Приосанившись, вмиг утратив сходство с домашней птицей, которую застали врасплох, китаец прошел за ворота, сдержанно поприветствовал причмокивавшего самокруткой визави.
– Ты послухай, если жить хочешь. Тикай отседова подобру-поздорову. А то сильные люди про тебя интересуются. Того.
Опять это «того». Что оно означает все‐таки?
– Я худо не знаю, не делаю, не думаю. Я не убегать надо, – с достоинством ответил Федор, – это злые люди против я.
– Смотри. – Семен прищурил влажные глаза, тень от длинных ресниц упала на полщеки, дотянулась до густой бородки, некогда умело подстриженной городским цирюльником, но уже потерявшей элегантность. – Я твоя предупредил: твои друзья не любят шутковать.
– Это не мои друзья, это твои друзья. – Оказывается, в минуты волнений китаец говорил без ошибок, да и акцент чудесным образом прятался. – Тебе надо бояться, им надо бояться. Правда ходит по дороге своими ногами.
Последнюю фразу он долго заучивал с помощью Глафиры, он ее перевел с китайского и теперь радовался возможности покрасоваться изысканным оборотом речи. Но на Семена неожиданное красноречие не произвело должного впечатления. Глашин жених действительно желал бы китайцу исчезнуть, испариться – и вовсе не из ревности: вчера Сабыргазы попросил приглядывать, а завтра, глядишь, прикажет избавиться от нежелательного свидетеля. Кому это поручат, как не Семену? А подастся Федька восвояси, так и свою шею сбережет, и ему, доброхоту, рук марать не придется. Жалко, что не слушает. Семен сплюнул под ноги, повернулся и пошел прочь, насвистывая нехитрый мотивчик.
Весь день Глафире не сиделось на месте. Она и не заметила, что верный лопоухий рыцарь не показывает плоского носика, даже не прибежала к нему вечером, чтобы поболтать, отдыхая, и в очередной раз поучиться хитрой науке самовнушения. Ей нынче не до него: к вечеру следовало хорошенько начистить горницу для приема сватов. От счастливых мечтаний лишь однажды отвлекла Елизавета Николаевна, некстати позвавшая перебирать старые платья и разразившаяся воспоминаниями про молодость, про любовь с Веньямином Алексеичем, про частые глупые слезы.
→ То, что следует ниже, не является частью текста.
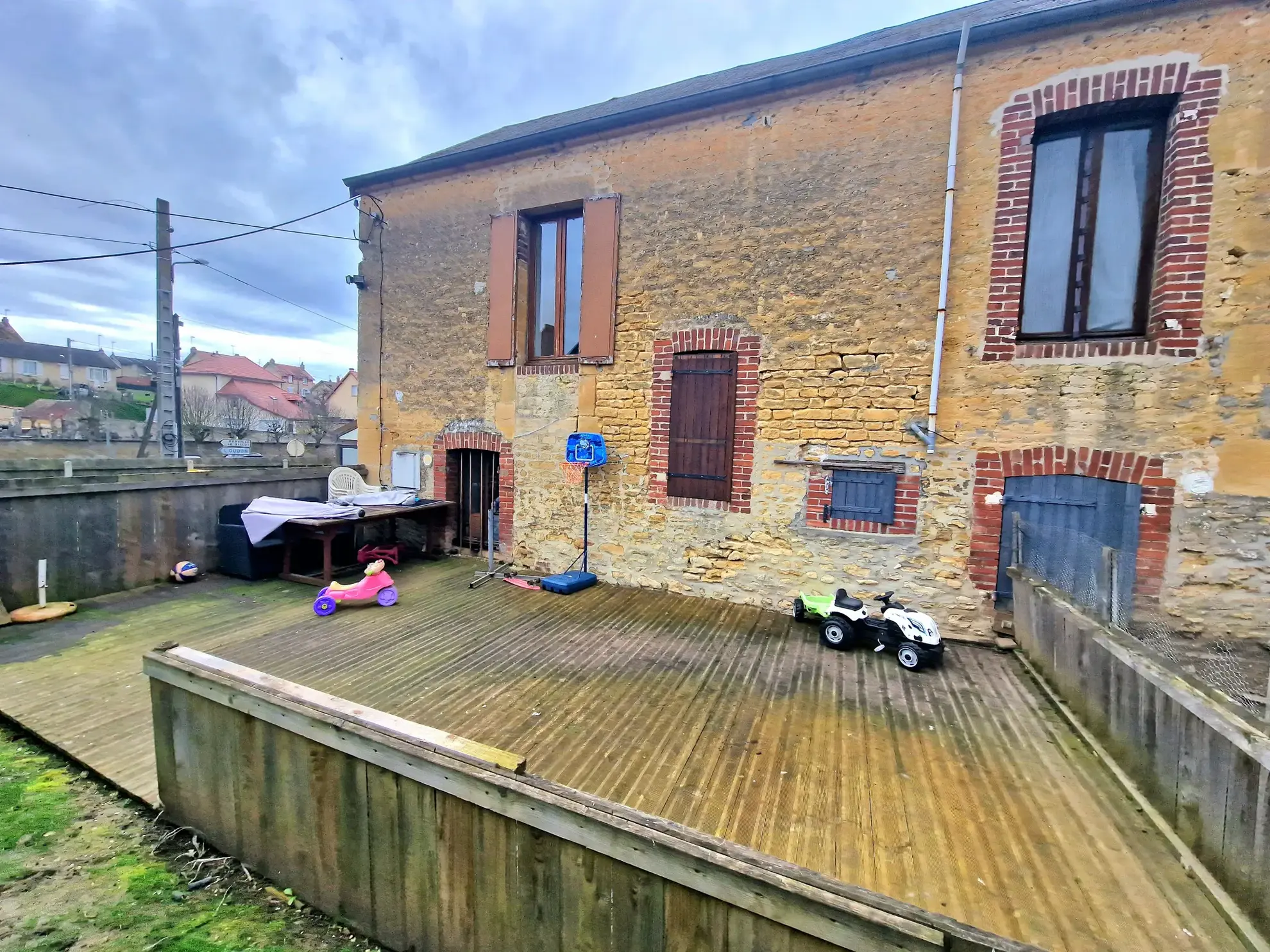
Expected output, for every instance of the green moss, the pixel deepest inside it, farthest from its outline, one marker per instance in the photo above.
(35, 799)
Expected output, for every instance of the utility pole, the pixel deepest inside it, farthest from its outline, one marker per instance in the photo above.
(167, 409)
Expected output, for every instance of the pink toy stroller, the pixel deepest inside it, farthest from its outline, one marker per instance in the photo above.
(375, 587)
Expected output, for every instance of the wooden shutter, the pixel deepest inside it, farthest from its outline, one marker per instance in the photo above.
(598, 280)
(502, 291)
(702, 413)
(863, 494)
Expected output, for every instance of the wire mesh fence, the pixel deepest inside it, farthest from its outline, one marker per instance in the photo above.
(1100, 579)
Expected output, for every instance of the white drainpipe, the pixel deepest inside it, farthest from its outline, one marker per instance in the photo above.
(949, 192)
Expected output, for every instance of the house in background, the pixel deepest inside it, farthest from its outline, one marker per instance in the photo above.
(23, 362)
(210, 372)
(343, 396)
(278, 412)
(295, 380)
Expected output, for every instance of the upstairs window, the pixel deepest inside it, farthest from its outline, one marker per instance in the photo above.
(555, 281)
(1091, 231)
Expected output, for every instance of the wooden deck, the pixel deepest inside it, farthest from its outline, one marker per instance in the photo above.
(956, 790)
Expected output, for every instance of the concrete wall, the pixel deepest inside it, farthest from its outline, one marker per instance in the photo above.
(414, 839)
(38, 448)
(820, 233)
(1206, 768)
(117, 524)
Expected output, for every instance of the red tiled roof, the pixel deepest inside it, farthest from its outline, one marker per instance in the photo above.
(229, 366)
(267, 396)
(282, 370)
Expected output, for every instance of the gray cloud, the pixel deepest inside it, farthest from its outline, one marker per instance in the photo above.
(255, 111)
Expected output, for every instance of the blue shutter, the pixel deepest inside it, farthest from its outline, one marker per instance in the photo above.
(863, 494)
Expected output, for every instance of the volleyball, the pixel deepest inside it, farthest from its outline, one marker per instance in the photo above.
(185, 571)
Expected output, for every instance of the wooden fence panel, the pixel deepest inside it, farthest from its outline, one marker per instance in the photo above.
(428, 851)
(1205, 767)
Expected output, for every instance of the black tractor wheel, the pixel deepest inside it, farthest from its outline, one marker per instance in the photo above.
(908, 658)
(834, 633)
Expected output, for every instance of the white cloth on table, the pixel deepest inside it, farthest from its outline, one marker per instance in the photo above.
(387, 497)
(267, 513)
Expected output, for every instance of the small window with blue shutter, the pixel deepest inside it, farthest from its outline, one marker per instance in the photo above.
(868, 496)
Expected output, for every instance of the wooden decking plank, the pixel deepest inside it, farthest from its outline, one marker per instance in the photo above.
(652, 699)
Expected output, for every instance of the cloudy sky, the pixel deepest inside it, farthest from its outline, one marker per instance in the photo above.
(253, 111)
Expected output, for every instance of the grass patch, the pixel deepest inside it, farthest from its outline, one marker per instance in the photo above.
(23, 394)
(35, 798)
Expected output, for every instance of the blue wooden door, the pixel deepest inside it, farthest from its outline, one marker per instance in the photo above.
(1070, 517)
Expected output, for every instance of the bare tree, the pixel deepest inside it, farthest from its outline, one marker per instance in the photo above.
(197, 414)
(239, 417)
(277, 428)
(320, 423)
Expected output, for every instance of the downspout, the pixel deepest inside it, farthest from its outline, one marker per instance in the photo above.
(949, 193)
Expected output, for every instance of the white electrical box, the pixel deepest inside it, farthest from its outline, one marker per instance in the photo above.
(405, 469)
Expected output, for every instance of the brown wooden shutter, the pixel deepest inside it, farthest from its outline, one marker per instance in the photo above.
(502, 291)
(598, 278)
(702, 415)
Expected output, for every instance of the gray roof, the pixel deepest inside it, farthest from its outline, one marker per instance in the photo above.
(995, 19)
(51, 353)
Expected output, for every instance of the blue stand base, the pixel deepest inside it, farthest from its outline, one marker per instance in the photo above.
(567, 583)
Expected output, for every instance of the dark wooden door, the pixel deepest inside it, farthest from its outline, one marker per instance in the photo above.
(1072, 518)
(473, 484)
(702, 413)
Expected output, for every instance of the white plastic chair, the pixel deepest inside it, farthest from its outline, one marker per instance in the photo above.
(344, 481)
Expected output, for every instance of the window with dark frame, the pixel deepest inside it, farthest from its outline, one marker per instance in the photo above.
(868, 496)
(702, 423)
(555, 286)
(1091, 230)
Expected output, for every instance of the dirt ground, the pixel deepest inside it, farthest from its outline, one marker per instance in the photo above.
(83, 867)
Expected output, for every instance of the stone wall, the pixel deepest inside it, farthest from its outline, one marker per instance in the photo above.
(817, 230)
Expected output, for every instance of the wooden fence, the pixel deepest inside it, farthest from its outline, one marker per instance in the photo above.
(425, 840)
(1205, 768)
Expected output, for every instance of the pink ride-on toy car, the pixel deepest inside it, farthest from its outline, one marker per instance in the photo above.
(375, 587)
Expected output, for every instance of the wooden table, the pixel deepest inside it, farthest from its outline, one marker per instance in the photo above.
(431, 513)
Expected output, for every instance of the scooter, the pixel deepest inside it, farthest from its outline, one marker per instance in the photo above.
(845, 621)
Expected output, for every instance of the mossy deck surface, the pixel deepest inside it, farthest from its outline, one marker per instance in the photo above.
(958, 790)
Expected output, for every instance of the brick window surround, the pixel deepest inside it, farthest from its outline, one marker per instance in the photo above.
(820, 494)
(747, 348)
(992, 467)
(1185, 208)
(495, 444)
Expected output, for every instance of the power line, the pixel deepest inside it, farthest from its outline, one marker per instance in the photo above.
(189, 244)
(176, 215)
(81, 238)
(280, 297)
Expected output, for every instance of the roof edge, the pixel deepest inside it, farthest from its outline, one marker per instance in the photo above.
(944, 38)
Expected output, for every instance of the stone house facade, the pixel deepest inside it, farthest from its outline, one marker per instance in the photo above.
(785, 219)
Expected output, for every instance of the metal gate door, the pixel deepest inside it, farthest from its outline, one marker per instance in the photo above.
(1063, 509)
(475, 492)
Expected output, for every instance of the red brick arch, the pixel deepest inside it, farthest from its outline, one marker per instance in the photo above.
(495, 444)
(1185, 207)
(992, 467)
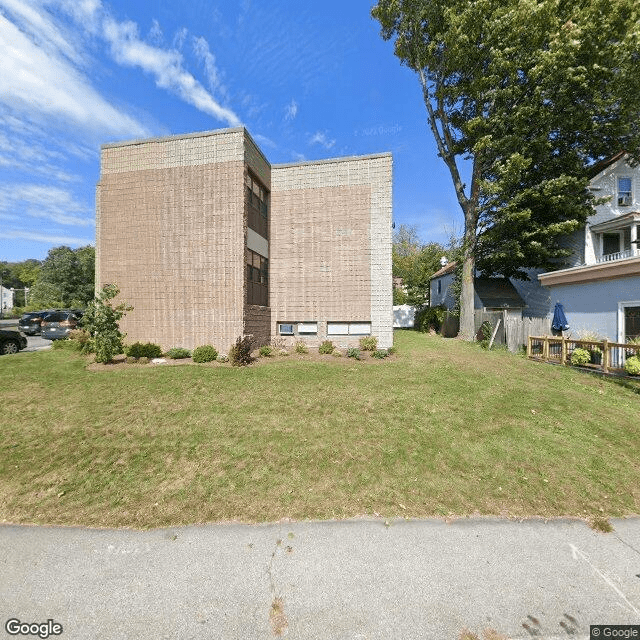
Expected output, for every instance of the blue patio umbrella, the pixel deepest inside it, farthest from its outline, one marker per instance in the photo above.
(559, 319)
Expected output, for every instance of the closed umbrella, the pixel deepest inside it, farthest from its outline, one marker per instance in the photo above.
(559, 319)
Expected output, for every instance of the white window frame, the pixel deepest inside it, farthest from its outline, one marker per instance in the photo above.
(621, 307)
(630, 192)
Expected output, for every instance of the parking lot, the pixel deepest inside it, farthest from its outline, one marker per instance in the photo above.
(34, 343)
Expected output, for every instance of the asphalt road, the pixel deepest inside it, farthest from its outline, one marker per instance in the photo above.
(356, 580)
(34, 343)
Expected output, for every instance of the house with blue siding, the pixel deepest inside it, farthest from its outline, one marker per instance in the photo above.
(600, 288)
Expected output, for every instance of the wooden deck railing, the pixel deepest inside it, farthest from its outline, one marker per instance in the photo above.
(605, 356)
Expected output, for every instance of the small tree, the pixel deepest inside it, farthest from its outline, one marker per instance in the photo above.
(101, 321)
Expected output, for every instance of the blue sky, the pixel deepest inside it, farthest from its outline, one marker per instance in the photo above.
(308, 80)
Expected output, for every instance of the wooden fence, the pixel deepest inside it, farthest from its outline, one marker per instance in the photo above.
(513, 330)
(608, 357)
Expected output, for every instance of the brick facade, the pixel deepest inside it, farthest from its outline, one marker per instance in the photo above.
(173, 232)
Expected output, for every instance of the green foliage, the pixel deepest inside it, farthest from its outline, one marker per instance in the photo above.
(205, 353)
(369, 343)
(523, 97)
(580, 357)
(301, 348)
(65, 279)
(326, 347)
(101, 322)
(144, 350)
(429, 319)
(632, 366)
(177, 353)
(240, 352)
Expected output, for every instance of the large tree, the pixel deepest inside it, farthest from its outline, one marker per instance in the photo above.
(522, 96)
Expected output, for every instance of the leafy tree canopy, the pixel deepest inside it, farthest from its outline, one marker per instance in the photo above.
(524, 96)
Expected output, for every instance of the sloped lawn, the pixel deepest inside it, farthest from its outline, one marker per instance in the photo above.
(444, 429)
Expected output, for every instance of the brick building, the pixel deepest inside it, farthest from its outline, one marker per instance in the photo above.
(208, 241)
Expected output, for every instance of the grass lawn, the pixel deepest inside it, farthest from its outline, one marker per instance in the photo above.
(445, 429)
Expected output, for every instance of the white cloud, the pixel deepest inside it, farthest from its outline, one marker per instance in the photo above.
(321, 138)
(21, 234)
(155, 33)
(291, 110)
(165, 65)
(45, 202)
(45, 85)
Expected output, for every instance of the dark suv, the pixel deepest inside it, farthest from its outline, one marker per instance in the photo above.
(58, 324)
(30, 322)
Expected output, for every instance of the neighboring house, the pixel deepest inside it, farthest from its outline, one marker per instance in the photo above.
(208, 241)
(6, 298)
(600, 290)
(490, 294)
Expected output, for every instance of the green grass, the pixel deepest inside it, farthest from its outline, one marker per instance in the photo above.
(443, 429)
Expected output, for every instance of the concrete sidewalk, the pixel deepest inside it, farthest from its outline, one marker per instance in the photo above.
(357, 579)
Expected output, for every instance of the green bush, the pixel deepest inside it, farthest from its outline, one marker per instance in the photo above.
(580, 357)
(429, 319)
(205, 353)
(146, 350)
(301, 348)
(178, 352)
(101, 322)
(326, 347)
(632, 366)
(369, 343)
(240, 352)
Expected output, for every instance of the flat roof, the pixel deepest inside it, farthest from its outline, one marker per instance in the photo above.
(386, 154)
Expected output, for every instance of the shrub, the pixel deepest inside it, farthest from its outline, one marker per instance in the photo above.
(101, 322)
(205, 353)
(146, 350)
(326, 347)
(632, 366)
(369, 343)
(429, 319)
(240, 352)
(178, 352)
(301, 347)
(580, 357)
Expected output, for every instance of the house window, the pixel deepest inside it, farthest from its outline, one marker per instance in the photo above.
(257, 270)
(624, 191)
(257, 205)
(610, 243)
(631, 323)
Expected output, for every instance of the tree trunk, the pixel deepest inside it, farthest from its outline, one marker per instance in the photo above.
(467, 296)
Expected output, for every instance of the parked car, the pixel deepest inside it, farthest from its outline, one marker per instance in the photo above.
(30, 322)
(11, 341)
(58, 325)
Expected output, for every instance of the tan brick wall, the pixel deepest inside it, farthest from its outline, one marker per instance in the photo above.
(331, 246)
(172, 239)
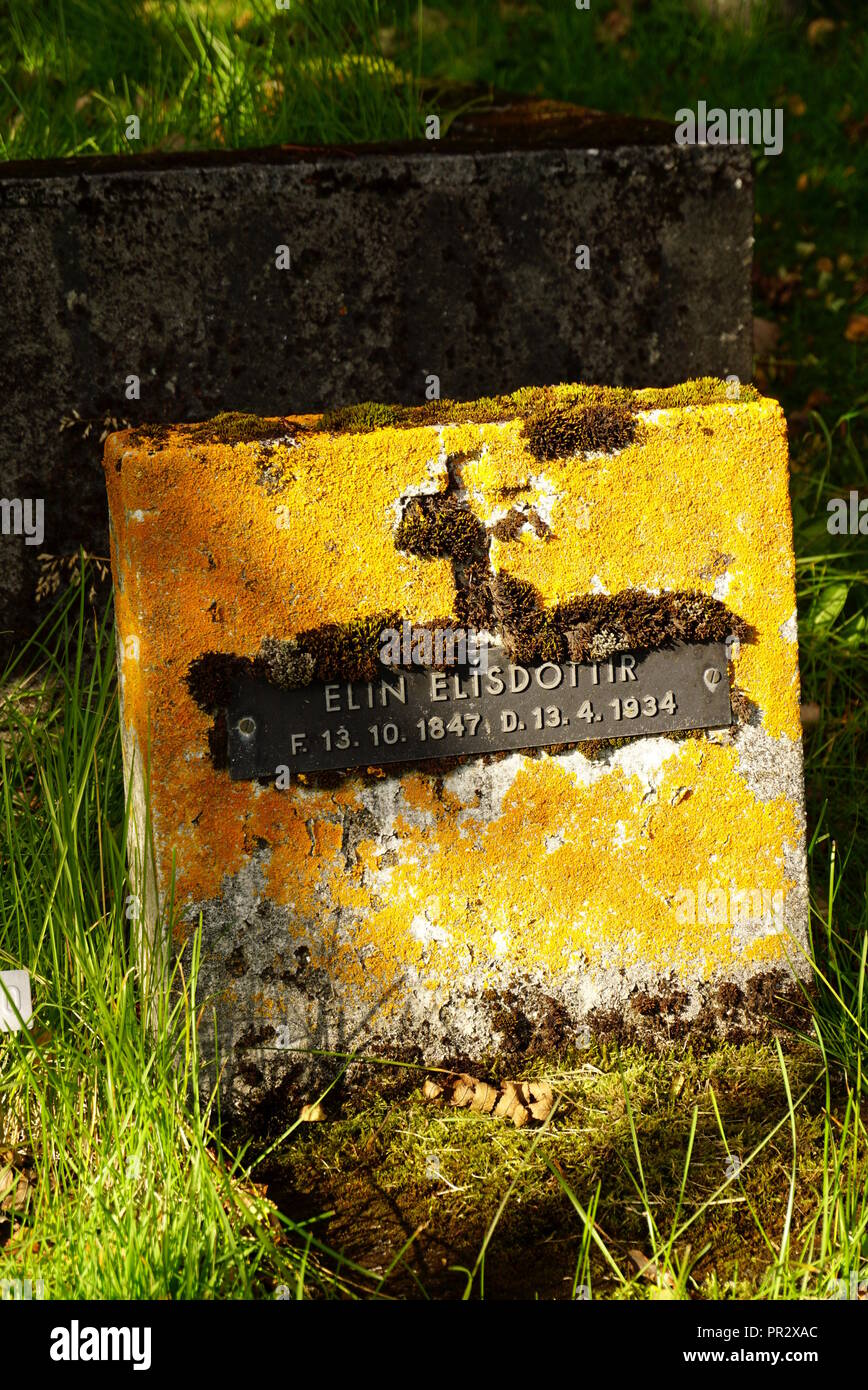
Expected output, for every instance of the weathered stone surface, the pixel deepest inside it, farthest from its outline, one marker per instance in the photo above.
(451, 257)
(500, 904)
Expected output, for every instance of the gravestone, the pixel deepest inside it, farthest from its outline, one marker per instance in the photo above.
(472, 729)
(170, 287)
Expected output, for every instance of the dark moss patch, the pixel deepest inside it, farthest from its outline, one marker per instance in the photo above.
(559, 431)
(589, 627)
(348, 651)
(473, 602)
(212, 676)
(532, 402)
(438, 527)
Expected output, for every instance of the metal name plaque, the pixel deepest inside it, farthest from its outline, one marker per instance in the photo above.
(412, 715)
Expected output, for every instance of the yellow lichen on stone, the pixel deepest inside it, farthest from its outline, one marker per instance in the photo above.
(575, 873)
(551, 868)
(701, 503)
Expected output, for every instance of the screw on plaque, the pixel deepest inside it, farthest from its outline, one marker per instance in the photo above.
(712, 677)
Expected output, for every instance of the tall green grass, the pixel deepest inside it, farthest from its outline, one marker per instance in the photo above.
(123, 1184)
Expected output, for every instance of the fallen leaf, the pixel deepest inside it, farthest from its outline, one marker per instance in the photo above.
(476, 1096)
(312, 1112)
(539, 1098)
(511, 1107)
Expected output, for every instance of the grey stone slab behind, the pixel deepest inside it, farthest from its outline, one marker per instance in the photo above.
(452, 257)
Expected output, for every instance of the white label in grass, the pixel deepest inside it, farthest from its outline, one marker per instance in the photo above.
(14, 1000)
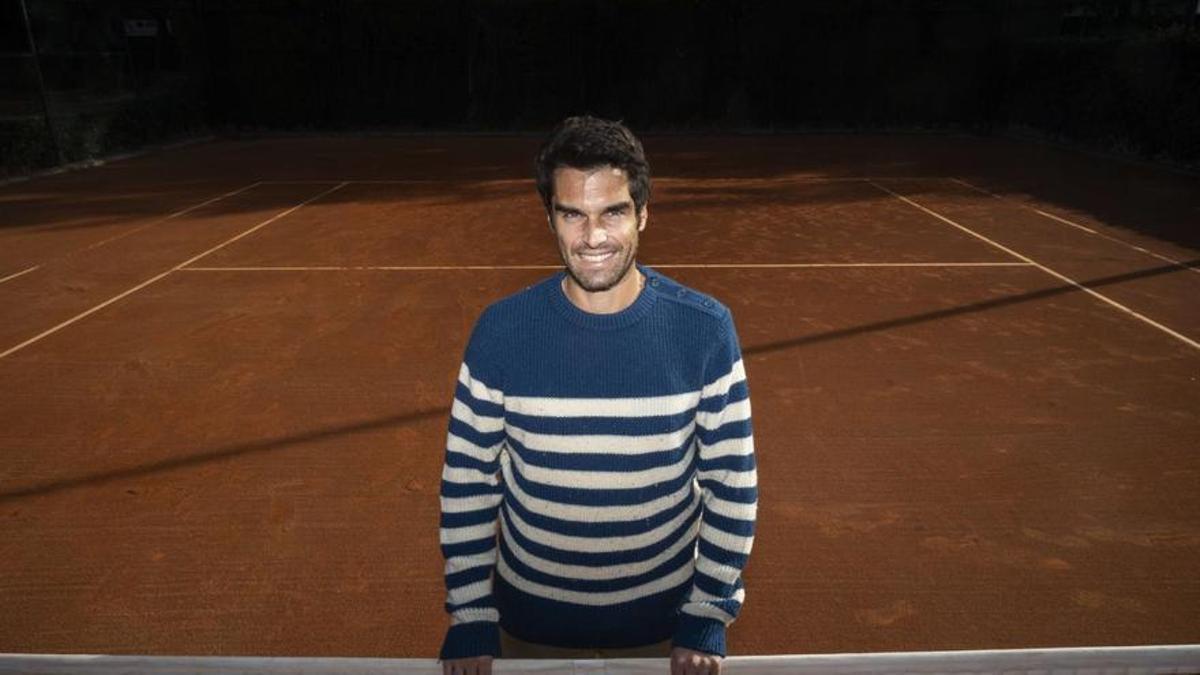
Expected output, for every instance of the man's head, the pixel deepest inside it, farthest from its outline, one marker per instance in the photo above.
(594, 181)
(586, 142)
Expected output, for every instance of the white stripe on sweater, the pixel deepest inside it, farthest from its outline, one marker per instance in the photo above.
(736, 411)
(463, 562)
(599, 572)
(738, 511)
(449, 536)
(699, 596)
(601, 544)
(463, 476)
(729, 447)
(581, 513)
(481, 423)
(465, 505)
(478, 389)
(463, 595)
(595, 599)
(601, 479)
(472, 614)
(707, 611)
(631, 406)
(720, 387)
(613, 444)
(730, 478)
(462, 446)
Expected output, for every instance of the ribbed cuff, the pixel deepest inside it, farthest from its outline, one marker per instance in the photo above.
(475, 638)
(700, 634)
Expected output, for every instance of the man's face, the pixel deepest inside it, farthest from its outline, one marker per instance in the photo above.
(597, 225)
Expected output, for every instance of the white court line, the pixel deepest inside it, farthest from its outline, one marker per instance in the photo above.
(149, 281)
(713, 266)
(801, 179)
(165, 219)
(1078, 226)
(1180, 336)
(19, 273)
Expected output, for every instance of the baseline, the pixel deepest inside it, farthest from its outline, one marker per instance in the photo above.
(1065, 661)
(165, 219)
(19, 274)
(670, 266)
(1075, 225)
(1139, 316)
(149, 281)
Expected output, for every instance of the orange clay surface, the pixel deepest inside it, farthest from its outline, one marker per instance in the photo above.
(207, 454)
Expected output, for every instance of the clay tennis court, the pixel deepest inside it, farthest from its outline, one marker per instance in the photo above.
(226, 372)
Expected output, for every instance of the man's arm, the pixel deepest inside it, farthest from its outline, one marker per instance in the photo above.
(729, 478)
(471, 496)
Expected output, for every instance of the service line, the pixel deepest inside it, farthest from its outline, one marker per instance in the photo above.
(174, 215)
(149, 281)
(1078, 226)
(1177, 335)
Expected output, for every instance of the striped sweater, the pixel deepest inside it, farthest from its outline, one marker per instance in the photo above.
(599, 487)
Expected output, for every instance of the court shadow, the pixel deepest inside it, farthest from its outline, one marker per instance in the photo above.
(967, 309)
(269, 444)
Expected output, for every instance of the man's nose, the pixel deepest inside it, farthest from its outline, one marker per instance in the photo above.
(595, 234)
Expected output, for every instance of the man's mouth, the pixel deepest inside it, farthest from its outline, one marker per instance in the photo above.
(598, 257)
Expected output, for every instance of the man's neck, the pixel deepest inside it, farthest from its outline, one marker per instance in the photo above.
(612, 300)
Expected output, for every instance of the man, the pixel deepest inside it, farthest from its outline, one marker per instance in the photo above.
(599, 491)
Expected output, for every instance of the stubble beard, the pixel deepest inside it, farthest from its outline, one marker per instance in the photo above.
(595, 284)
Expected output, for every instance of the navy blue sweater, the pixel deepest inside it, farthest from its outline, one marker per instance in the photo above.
(599, 487)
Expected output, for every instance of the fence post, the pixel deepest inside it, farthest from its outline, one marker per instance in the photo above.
(41, 87)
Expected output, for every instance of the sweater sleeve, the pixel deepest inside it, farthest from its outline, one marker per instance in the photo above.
(729, 482)
(471, 495)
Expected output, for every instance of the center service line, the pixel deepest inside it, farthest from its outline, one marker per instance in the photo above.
(1180, 336)
(149, 281)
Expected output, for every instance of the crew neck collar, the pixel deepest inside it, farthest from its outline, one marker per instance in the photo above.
(628, 316)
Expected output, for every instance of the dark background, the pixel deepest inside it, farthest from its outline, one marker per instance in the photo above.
(1120, 76)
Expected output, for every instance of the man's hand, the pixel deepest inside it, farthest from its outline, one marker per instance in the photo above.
(690, 662)
(473, 665)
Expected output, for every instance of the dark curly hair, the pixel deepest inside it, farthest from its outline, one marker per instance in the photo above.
(586, 142)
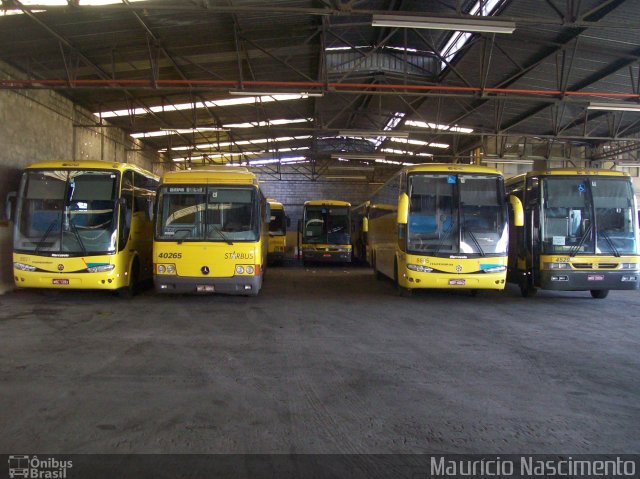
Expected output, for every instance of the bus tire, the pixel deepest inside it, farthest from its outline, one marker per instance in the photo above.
(377, 274)
(402, 291)
(129, 291)
(599, 293)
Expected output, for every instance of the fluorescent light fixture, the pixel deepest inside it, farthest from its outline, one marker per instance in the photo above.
(267, 123)
(440, 23)
(438, 126)
(222, 144)
(614, 106)
(175, 131)
(370, 133)
(351, 168)
(357, 156)
(246, 100)
(302, 94)
(393, 162)
(506, 162)
(404, 152)
(355, 177)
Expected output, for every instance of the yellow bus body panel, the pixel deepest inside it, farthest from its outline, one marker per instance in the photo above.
(449, 273)
(211, 266)
(71, 273)
(277, 244)
(59, 272)
(452, 272)
(220, 258)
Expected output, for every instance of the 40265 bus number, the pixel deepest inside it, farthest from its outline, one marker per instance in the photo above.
(170, 255)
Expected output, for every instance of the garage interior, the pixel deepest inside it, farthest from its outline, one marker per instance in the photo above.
(321, 99)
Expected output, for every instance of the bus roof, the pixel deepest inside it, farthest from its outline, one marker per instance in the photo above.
(567, 172)
(327, 203)
(223, 175)
(275, 204)
(450, 167)
(88, 164)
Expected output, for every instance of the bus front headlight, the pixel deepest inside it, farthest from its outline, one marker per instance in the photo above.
(419, 268)
(24, 267)
(101, 268)
(495, 269)
(556, 265)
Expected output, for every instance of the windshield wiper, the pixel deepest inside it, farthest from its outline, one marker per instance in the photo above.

– Вы, Гланюшка, смотрите не на лицо, а на руки, – напутствовала старая княгиня неопытную в любовных делах горничную. – Если работящий, то пусть хоть косой, хоть рябой… хоть китаец, – обронила и искоса посмотрела на Глафиру – не насторожится ли. Но нет, намеки счастливо пролетели мимо овеянной радостным предвкушением золотоволосой головки. Тогда пожилая дама продолжила уже настойчивее: – Это в ваши нежные годочки кажется, что свадьба – конец. Увы и ах! Свадьба – это только начало. Спросите хоть у своей матушки, легко ли одной детей поднимать? А инакость – она ведь бывает и к добру. Привитые от разных деревьев ростки сильнее и плодовитее. А цветы красивее и сочнее.
– Это платье в чистку отдать пора, Елизавета Николаевна.
Оказывается, занятая праздничными думками Глафира ее вовсе не слушала. Княгиня вздохнула и отдала ей незаслуженно пострадавшее во время обеда платье.
Вечером Глаша бежала домой вприпрыжку, растрепав пшеничную косу и запылив подол. Маменька еще не вернулась с фермы, значит, прибираться придется одной. Сначала поставила блины, наскоро затопила печку: пусть прогреется к приходу сватов, хотя на улице еще не те морозы, чтобы дрова попусту тратить. В горнице и без ненужных хлопот царил порядок, но она на всякий случай поправила застеленные овчиной лавки, смахнула пыль со старинного резного сундука, поменяла накрахмаленные кружевные салфетки на столе. В окно, выходящее на улицу, тихонько поскреблись.
– Глань, выдь на минутку, – позвал Сеня.